Distinguishing between hard and soft drusen (e.g., using ICD-10-CM H35.31 for soft drusen) impacts medical necessity for certain treatments and diagnostics.
Drusen often indicates age-related macular degeneration (AMD). Accurate coding of AMD severity (e.g., dry or wet AMD) is crucial for proper reimbursement and treatment planning.
Q: What are the key differentiating features between hard drusen and soft drusen in macular degeneration diagnosis and management?
A: Hard drusen and soft drusen are distinct clinical findings in age-related macular degeneration (AMD) with implications for prognosis and management. Hard drusen appear as small, round, yellow deposits with well-defined edges. They are often considered less ominous and associated with early AMD. Soft drusen, on the other hand, are larger, paler, and have less distinct borders. Their presence signifies a higher risk of progression to advanced AMD, including neovascular (wet) AMD with its attendant risks of vision loss. Differentiating between these two types of drusen requires careful fundus examination and sometimes ancillary imaging like optical coherence tomography (OCT). The size, shape, and confluence of drusen, along with pigmentary changes, inform the clinical classification of AMD and guide the frequency of follow-up and the discussion about potential interventions. Explore how OCT imaging can enhance the detection and characterization of drusen for improved AMD management.
Q: How can I effectively use multimodal imaging (e.g., fundus photography, OCT, fundus autofluorescence) to assess drusen progression and guide treatment decisions in patients with dry AMD?
A: Multimodal imaging plays a crucial role in evaluating drusen progression and guiding treatment decisions in dry age-related macular degeneration. Fundus photography provides a color image of the retina, documenting the presence, size, and distribution of drusen. OCT allows for a cross-sectional view of the retina, enabling precise measurement of drusen volume and height, as well as detection of subretinal fluid, a key indicator of disease progression. Fundus autofluorescence reveals areas of retinal pigment epithelium (RPE) dysfunction, often associated with drusen accumulation and AMD progression. By combining these imaging modalities, clinicians can obtain a comprehensive picture of the disease state, monitor changes over time, and personalize treatment strategies based on individual patient characteristics. Consider implementing a standardized imaging protocol in your practice to ensure consistent and reliable assessment of dry AMD. Learn more about emerging imaging techniques for enhanced drusen characterization.

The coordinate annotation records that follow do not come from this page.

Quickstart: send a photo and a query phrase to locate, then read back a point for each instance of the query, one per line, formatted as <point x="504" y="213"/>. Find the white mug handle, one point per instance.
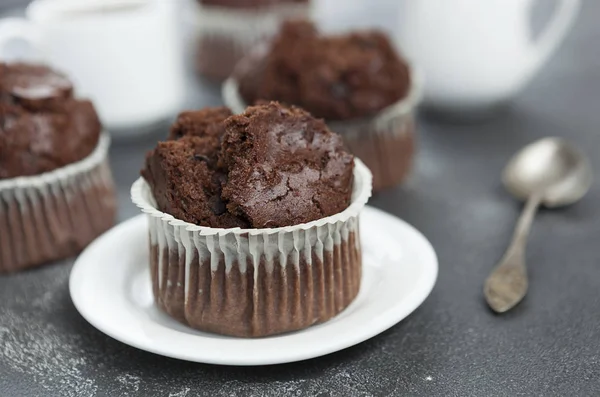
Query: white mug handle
<point x="19" y="29"/>
<point x="555" y="31"/>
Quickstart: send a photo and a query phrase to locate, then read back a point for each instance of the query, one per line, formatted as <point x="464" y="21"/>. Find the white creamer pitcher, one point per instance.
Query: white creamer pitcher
<point x="477" y="53"/>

Patient presents with complaints consistent with possible macular degeneration, including blurred central vision and difficulty with fine detail. Funduscopic examination reveals the presence of drusen, specifically identified as small, hard drusen scattered throughout the macula. These macular drusen appear yellowish and are consistent with early age-related macular degeneration (AMD). Visual acuity testing demonstrates a mild reduction in central vision, corresponding to the observed drusen. Amsler grid testing reveals no metamorphopsia. Fluorescein angiography was not performed at this time. The patient denies any significant family history of macular degeneration. Current treatment plan includes monitoring the progression of drusen with regular eye exams, including assessment of drusen size and distribution. Patient education provided on risk factors for AMD progression, including smoking cessation, diet, and the use of AREDS2 vitamins. Diagnosis: Age-related macular degeneration, early dry type, with presence of drusen. ICD-10 code: H35.30. Return visit scheduled in six months for follow-up evaluation and potential optical coherence tomography (OCT) if clinically indicated based on drusen progression. Patient advised to report any changes in vision promptly.